Sherine Abdel Monaim
7 Min Read

CAIRO : Egyptian Finance Minister Youssef Boutros Ghali was upbeat last night about the performance of the economy with an anticipated growth rate of up to seven percent by the end of this year.

He also defended a new draft law on real estate tax.

Addressing the Club d Affaires Franco-Egyptien at a dinner at the Nile Hilton, Ghali said the Ministry of Finance would continue its drive to make room for the private sector to expand, yield enough resources to reduce the budget deficit, and continue drastic structural changes in policy to increase revenues.

The ministry, therefore, plans two changes next year. First, to introduce a tax on real estate; and second, to base next year’s budget for addressing the deficit on growth.

The planned tax is not very painful, assured Ghali a day before explaining the new draft budget in front of the People s Assembly. It is a very small tax on a very large base.

Subtracting about 20 million units from a total of 30 million real estate units in Egypt because their owners have either limited income or are exempt, Ghali explained that about 10 million units whose value is more than LE 500,000 will be subject to the planned tax.

If I put a tiny tiny amount on each place . [say] a hundred pounds per year, we easily make LE 1 billion. Let alone if we start taking more, he went on.

Defending the idea, Ghali said that the planned tax should not affect economic growth, but they should yield enough resources to allow me to reduce the budget deficit and, therefore, make room for the private sector to expand.

Answering a query about the tax, Ghali said that the tax may amount to up to 10 percent of the value of the real estate unit, meaning about LE 100,000 annually for a unit worth LE 1 million.

The finance minister said that the second issue is that we will base our next year budget for addressing the deficit on growth. Previously, growth was a subsidiary effect that either happened or not. This year on the contrary…We look for growth in the economy. We make sure that what we spend generates growth or makes growth more easily attainable.

He explained by saying that the government will increase subsidies to exports by 70 percent from LE 1.5 billion to LE 2 billion. Also, subsidies to industrial zones will increase from LE 200 million to LE 800 million.

That is a production subsidy. A subsidy that will generate a push towards greater exports, meaning greater production, meaning greater employment, meaning greater consumption, meaning greater taxes and everybody is happy, he added.

The subsidies will also include paying LE 15,000 to people buying up to 60 square meters of land around Cairo, not forgetting the state’s role in protecting the poor and limited-income brackets. The minister explained that this step is meant to increase jobs in the infrastructure and reconstruction sectors, create jobs, and collect more revenues and taxes in a period of 12 to 18 months.

The minister anticipated that economic growth would reach percent or above by the close of the decade. That reflected increase in domestic investments by 30 percent and in foreign investments that crossed the $10 billion mark, he explained. Consumption also grew by eight percent, he said.

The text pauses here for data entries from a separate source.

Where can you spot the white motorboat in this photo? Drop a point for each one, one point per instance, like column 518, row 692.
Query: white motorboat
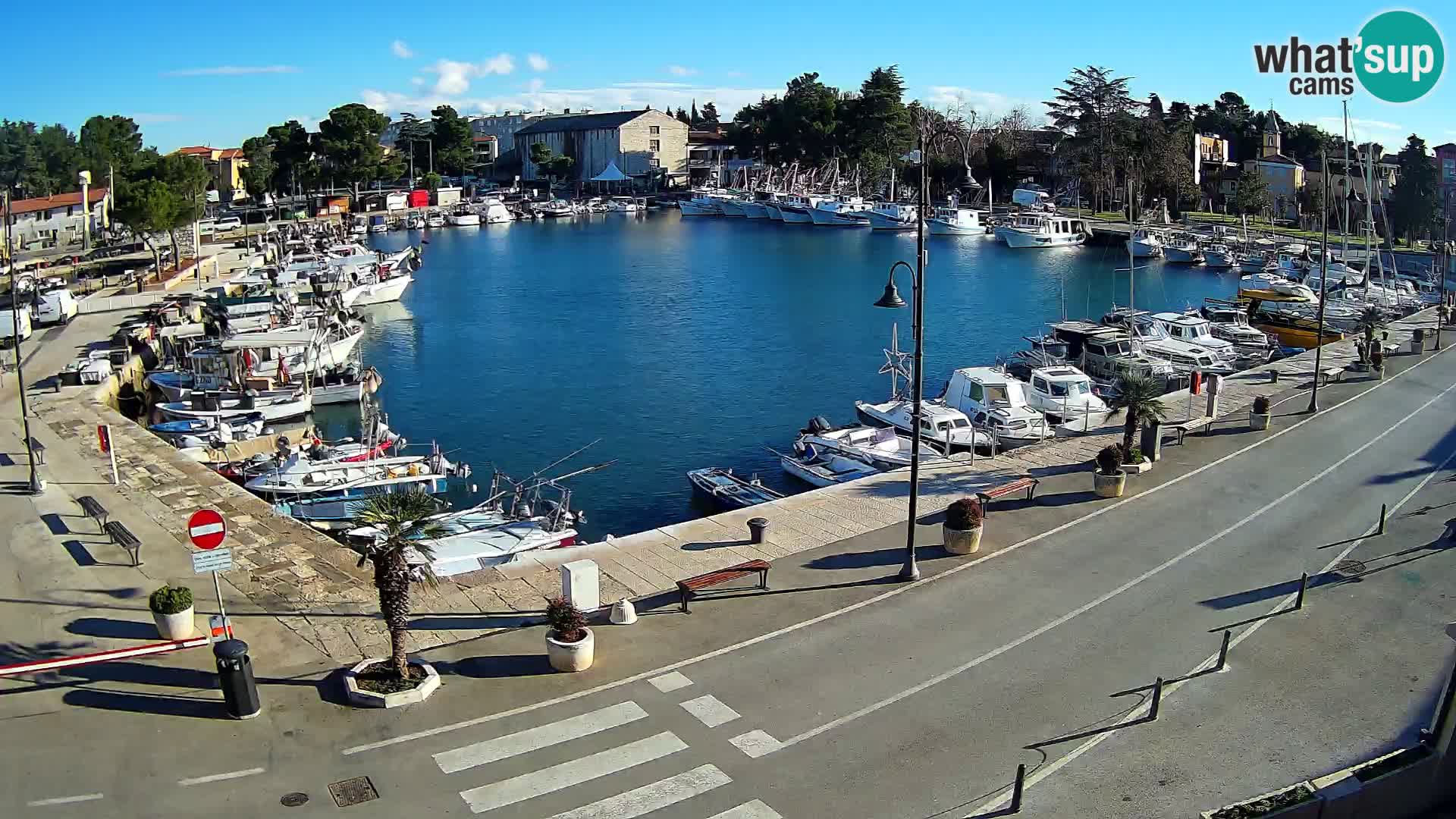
column 1145, row 243
column 824, row 468
column 207, row 406
column 1066, row 394
column 959, row 221
column 995, row 401
column 1044, row 231
column 840, row 212
column 878, row 447
column 893, row 216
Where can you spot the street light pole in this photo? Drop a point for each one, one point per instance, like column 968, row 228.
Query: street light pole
column 1324, row 268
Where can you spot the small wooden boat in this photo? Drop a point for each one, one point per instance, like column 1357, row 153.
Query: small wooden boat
column 728, row 490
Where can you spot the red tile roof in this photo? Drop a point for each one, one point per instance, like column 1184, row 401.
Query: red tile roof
column 58, row 200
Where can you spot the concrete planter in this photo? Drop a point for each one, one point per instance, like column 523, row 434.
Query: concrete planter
column 1308, row 809
column 1110, row 485
column 1407, row 790
column 373, row 700
column 571, row 656
column 181, row 626
column 962, row 541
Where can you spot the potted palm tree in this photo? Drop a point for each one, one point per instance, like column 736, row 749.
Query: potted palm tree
column 1110, row 480
column 172, row 611
column 963, row 526
column 1260, row 414
column 403, row 525
column 570, row 645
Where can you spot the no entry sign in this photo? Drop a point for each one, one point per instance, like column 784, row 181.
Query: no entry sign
column 207, row 528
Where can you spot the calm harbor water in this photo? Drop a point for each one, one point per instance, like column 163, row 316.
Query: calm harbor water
column 698, row 343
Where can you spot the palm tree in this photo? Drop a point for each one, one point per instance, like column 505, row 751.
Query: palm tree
column 402, row 521
column 1139, row 397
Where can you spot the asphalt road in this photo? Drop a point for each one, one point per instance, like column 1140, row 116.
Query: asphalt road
column 846, row 695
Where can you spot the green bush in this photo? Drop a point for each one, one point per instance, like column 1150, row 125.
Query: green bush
column 171, row 599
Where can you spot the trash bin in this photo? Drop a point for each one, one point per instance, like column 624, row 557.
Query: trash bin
column 235, row 675
column 758, row 528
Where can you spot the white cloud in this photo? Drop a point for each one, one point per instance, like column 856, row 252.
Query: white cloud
column 153, row 118
column 232, row 71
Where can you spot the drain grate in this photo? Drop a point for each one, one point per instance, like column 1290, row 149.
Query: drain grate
column 353, row 792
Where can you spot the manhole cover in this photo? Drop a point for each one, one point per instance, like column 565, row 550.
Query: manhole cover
column 353, row 792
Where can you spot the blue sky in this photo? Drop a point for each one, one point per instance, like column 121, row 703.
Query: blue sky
column 216, row 74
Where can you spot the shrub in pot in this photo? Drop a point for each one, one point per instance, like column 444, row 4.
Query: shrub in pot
column 963, row 526
column 1110, row 480
column 172, row 611
column 570, row 645
column 1260, row 414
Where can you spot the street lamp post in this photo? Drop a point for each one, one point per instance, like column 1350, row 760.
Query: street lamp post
column 892, row 299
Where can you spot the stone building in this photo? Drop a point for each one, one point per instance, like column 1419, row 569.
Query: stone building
column 644, row 145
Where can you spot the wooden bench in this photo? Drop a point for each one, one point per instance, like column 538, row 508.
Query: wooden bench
column 91, row 507
column 689, row 588
column 1181, row 428
column 993, row 493
column 126, row 539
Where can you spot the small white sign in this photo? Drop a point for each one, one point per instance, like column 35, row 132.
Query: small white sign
column 216, row 560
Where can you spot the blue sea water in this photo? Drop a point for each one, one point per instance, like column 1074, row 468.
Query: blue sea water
column 685, row 343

Egypt s exports also increased in the first half of 2007 by 46 percent, he went on, saying the result is that we have a very solidly anchored growth.

Egypt also has a surplus in its balance of payments, taking services and balance of exports and imports into account. We are lending the rest of the world. This is not the position a developing country like Egypt usually finds itself …touch wood.

The minister took pride in the structural change he introduced to the tax law. Despite reducing taxes by about 50 percent, revenues have increased. It is not a miracle, he said, adding that revenues increased by 40 percent and the base of taxpayers increased this year by up to three million people to transfer about LE 7.4 billion in comparison to about 1.6 million taxpayers only in 2005.

The minister said that the government is still working on reducing inflation, the budget deficit in terms of its percentage to the GDP, and unemployment, by allocating about LE 500 million for training youth to fill in the demand for skilled labor.

Unemployables, said the minister, are those who cannot find jobs because they lack the skills, and need training for one or two months. That is enough to discourage foreign investors or at least decrease them, he said.

The banking system should move more quickly giving more credit in the coming years, he said. Credit growth stands nowadays at four percent. This figure should be around 12 to 18 percent, he said.

One of the new ideas the minister and his team thought of is creating a treasury account at the Central Bank of Egypt to deposit the public monies given by the treasury to institutions, such as Cairo and Alexandria universities.

The monies are under the disposal of the institutions but instead of putting them at banks and re-borrowing them from the treasury, they could be used to decrease the public debt by LE 40 billion.

We are feeling better. Things are improving . Still, Egypt needs lots of institutional reforms. We have gone a long way but a long way still lies ahead [for the public sector to go hand in hand with the private sector].